A denaturant-insoluble form of tyrosine hydroxylase in PC12 pheochromocytoma cells.

A 6M urea-insoluble form of tyrosine hydroxylase (THi) was detected in PC12 pheochromocytoma cells by western blotting immunodetection methods, and the characteristics and mechanisms of formation of this insoluble species were investigated. THi accounts for about 4% of the immunodetectable tyrosine hydroxylase in exponentially dividing pheochromocytoma cells. It is unlikely that a subpopulation of dead or dying cells is the source of THi since essentially no changes in THi levels were detected when cell death was intentionally increased.
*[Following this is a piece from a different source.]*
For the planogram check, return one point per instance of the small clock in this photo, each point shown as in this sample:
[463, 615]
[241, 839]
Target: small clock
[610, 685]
To measure the kinetics of formation of cellular THi, exponentially dividing cells were metabolically labeled first with [3H]leucine and then with [14C]leucine, and though both 3H and 14C were incorporated into soluble tyrosine hydroxylase, the near absence of 14C in THi demonstrated that a lag period of at least a day exists between biosynthesis of tyrosine hydroxylase and the accumulation of measurable THi. The cellular accumulation of THi can evidently be regulated by the cell, since upon nerve growth factor (NGF) treatment of cells the total content of tyrosine hydroxylase increased and the content of THi decreased to yield, overall, a fivefold lower proportion of THi after 4 days. A large increase in urea-insoluble enzyme was found upon sublethal exposure of cells to ferrous ion and hydrogen peroxide, indicating that oxidative damage via metal-ion-catalyzed formation of hydroxide free radical can yield an enzyme that is similar in its insolubility to THi.